“How can discipleship to Jesus—in a sense recognizable from the Bible, with the spiritual transformation it brings—be the mode of operation in a thriving North American congregation?”
Renovation of the Church p. 9
I believe this question, articulated by Dallas Willard, is the question for the western church in today’s North American culture. The forces of consumerism, affluence, entitlement, fear, and individualism have pushed and pulled the church so out of shape it is almost unrecognizable from its form, mission, and function in the past. How do we wade into this massive challenge in a way that we will be able to stand against the gravitational pull of outward success, pastoral/leadership ambition, and attractional/consumer based Christianity?
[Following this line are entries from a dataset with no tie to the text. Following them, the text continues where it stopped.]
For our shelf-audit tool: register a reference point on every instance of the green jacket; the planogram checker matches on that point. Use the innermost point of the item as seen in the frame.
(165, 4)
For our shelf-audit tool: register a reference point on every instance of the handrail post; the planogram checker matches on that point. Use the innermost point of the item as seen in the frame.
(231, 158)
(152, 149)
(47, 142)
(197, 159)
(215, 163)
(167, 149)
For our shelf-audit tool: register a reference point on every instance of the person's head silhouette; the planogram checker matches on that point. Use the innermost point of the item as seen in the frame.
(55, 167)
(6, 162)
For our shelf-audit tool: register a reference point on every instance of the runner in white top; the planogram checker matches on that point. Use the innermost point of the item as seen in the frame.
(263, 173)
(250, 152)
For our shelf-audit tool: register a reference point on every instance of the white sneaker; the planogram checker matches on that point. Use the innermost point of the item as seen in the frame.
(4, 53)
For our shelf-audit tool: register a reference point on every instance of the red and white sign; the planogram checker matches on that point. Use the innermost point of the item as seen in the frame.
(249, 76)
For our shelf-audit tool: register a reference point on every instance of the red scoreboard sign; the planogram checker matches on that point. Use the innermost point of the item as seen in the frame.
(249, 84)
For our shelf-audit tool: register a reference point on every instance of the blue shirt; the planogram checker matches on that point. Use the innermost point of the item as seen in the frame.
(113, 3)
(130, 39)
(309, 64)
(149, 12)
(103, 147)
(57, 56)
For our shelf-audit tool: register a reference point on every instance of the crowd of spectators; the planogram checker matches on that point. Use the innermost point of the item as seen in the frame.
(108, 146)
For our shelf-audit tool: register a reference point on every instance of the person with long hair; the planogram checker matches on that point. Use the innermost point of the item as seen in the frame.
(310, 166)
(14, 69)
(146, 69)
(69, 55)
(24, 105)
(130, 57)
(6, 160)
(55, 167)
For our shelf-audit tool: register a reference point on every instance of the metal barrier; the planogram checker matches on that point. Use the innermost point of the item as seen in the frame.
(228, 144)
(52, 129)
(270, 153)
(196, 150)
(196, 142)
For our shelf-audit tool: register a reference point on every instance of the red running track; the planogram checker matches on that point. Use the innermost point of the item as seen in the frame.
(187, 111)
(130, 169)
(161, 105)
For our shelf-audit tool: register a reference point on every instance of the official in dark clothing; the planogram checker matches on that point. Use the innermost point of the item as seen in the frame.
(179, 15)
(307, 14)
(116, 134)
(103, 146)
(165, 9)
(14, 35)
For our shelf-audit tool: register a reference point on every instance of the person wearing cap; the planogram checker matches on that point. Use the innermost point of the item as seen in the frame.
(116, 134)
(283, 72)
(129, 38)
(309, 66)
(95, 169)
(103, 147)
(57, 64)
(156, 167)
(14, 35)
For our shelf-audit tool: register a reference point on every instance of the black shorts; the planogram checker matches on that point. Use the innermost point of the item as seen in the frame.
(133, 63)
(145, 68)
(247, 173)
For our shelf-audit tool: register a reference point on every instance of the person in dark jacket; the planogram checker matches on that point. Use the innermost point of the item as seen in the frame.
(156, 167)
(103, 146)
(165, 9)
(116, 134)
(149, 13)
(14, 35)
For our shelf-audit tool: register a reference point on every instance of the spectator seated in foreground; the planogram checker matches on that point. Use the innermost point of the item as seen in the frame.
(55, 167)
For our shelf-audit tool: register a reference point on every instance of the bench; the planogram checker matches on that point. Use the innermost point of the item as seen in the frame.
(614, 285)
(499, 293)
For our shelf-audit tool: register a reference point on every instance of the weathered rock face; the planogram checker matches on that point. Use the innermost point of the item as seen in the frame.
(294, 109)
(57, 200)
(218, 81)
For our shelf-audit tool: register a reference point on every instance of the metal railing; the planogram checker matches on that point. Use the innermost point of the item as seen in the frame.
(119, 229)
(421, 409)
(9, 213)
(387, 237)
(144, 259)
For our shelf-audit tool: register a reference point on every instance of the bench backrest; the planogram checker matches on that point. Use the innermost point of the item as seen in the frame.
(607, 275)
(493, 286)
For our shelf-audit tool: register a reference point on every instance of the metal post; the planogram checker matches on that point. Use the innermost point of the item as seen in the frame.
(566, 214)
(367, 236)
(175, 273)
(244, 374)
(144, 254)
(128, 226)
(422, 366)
Willard suggests that the starting point is for the leaders in the church (including but, in my opinion, not limited to the pastor) to sever the root of ambition for personal or corporate success expressed in the cultural mantra of “having things my way.” We have raised up a generation of church going, cultural Christians that live by this mantra in their homes, careers, families and in their church. Until this root of pride, selfishness, individuality and personal preference is cut out and laid aside, there can be no progress in the spiritual life. However, once this root has been discovered and the process of putting off the old nature has begun, the journey of putting on Christ can begin.With this
With this realization and commitment in place, the community of faith can resume its true purpose and goal of making disciples that are mature in Christ. This goal will totally redefine 1. our understanding of success, 2. our purpose for coming together, 3. the way we view and utilize our resources, and 4. the way we organize ourselves and make decisions.
So, the primary decision for us to make at the outset of this journey is, “do we realize the primacy of being and making disciples of Jesus, and if we do, are we willing to walk the road to maturity together?”
There are no secrets or shortcuts to this process. Scripture and tradition are clear in the method, the costs, and the intended outcomes. History shows again and again that when a group of believers commits themselves to this process God is faithful, His Spirit is sufficient, and apprentices of Jesus are the results. Are we ready for this journey?